Monday, Jun. 18, 1934
Total State v. Total Church
The troubles endured by the Roman Catholic Church in recent years in Mexico, Spain and Italy have set a pattern of conflict which by last week was being closely followed in Germany. The pattern: an authoritarian, international Church in an authoritarian, nationalist State, the two being bound together by their common distrust of freedom and liberalism and driven apart by their respective determination to bring up and educate youth in a different way.

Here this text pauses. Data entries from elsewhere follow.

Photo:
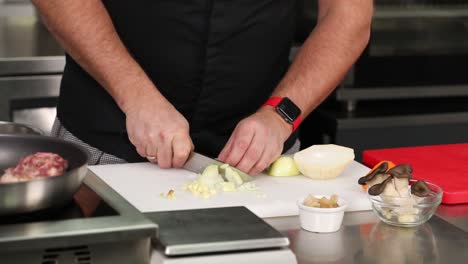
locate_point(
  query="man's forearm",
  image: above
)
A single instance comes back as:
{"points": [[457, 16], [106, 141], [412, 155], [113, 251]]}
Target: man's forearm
{"points": [[86, 32], [341, 34]]}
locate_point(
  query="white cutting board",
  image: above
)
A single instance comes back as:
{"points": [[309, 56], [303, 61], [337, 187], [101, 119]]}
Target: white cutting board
{"points": [[142, 183]]}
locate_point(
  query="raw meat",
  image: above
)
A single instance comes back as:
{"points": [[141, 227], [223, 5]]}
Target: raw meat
{"points": [[40, 164]]}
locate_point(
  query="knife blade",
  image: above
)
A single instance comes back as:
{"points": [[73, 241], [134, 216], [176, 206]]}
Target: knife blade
{"points": [[198, 162]]}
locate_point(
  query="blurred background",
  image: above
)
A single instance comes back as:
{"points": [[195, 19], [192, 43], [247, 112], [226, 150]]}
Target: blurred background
{"points": [[409, 88]]}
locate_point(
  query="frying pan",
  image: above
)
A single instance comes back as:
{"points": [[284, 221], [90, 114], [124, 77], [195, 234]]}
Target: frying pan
{"points": [[42, 193]]}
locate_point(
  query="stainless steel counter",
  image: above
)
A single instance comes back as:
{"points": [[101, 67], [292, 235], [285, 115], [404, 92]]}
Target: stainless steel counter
{"points": [[31, 64], [365, 239], [26, 47]]}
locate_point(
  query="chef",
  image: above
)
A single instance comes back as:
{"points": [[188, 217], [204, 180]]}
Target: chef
{"points": [[155, 79]]}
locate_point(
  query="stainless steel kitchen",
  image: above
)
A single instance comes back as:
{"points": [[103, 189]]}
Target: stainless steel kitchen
{"points": [[217, 131]]}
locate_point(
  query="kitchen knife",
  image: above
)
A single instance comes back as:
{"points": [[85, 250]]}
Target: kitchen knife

The Total State v. the Total Church battle is by no means new in Germany. The Church has never forgotten that 60 years ago it came to grips with Prince von Bismarck, in the famed Kulturkampj
(culture battle) -- and beat him. Origin of that struggle was the German hierarchy's demand that members of the schismatic "Old Catholic" sect be removed as teachers in state schools. Distrusting ecclesiastical interference in state affairs, the "Iron Chancellor" not only refused the demand but approved a series of "May Laws" to crush the Church. Payment of clerical salaries by the state was dis continued, church property confiscated, religious orders expelled from Germany. Many a priest and bishop who defied these laws was fined and jailed. Net effect was to embitter Germany's Catholic population, increase the strength of the Catholic Centre Party and finally to force Bis marck to back down. Though Germany's Protestant population is double its 20.000.000 Catholics, Adolf Hitler has shown no signs of personally attempting another Kulturkampj. Baptized a Catholic but no longer a practicing one, he has a good Catholic Vice Chancellor in Franz von Papen, whom he sent to Rome a year ago to wangle an agreement with the Holy Roman Church. The Concordat then signed looked good on paper. It recognized the religious rights of the Church and provided for full Catholic education of Catholic children. But Hitler let his young hotheads flout the Concordat to such an extent that by last month it had broken down completely. Though he took candle in hand and marched devoutly in one of the many well-attended Corpus Christi parades last month, Vice Chancellor von Papen seemed no longer persona grata to the Church. On his last visit to Rome the Pope did not deign to receive him.
"Our Dear Children," as the Pope refers to Catholic Youth organizations, number 1,100,000 in Germany and last week were still the centre of a tug-of-war between Church and State. Only group not yet absorbed by the Hitlerjugend, they have been badgered in districts throughout Germany, forbidden to wear uniforms, parade or even play games in public. Typical was their treatment last week in Ulm, where the police forbade them to hold a "parents' evening."
St. Boniface, In Fulda last week the Church made its annual conference of bishops a show of strength. All over the town fluttered the gold-&-white flag of the Papacy. Pilgrims poured in, ostensibly to visit the tomb of St. Boniface who as "Apostle to the Germans" in the 8th Century, fought against the same kind of Teutonic paganism that many a Nazi seeks to revive today. So the Nazi Konigsberg Journal recalled that Boniface placed the German Church "under Rome, and thereby laid the foundations for the later struggles of Popes and Kaisers.''
Munich is both strongly Catholic and strongly Nazi, the scene of Hitler's rise and the home of the No. 1 anti-Nazi churchman, doughty Michael Cardinal von Faulhaber. Last week His rugged Eminence learned that in Freiburg a ban had been lifted on a pamphlet containing his Advent sermons, which flayed Nazi racial beliefs. Last week young Nazi Muncheners tore down posters of a Catholic film, The Papal City, raided the Luitpold Theatre where it was being shown, rushed the audience out in a panic.
Lippmann. The frenetic Volkischer Beobachter, personal newsorgan of Chancellor Hitler, last week explained it all: "The Pope's grandmother was a Dutch Jewess named Lippmann. The Pope is a Jew."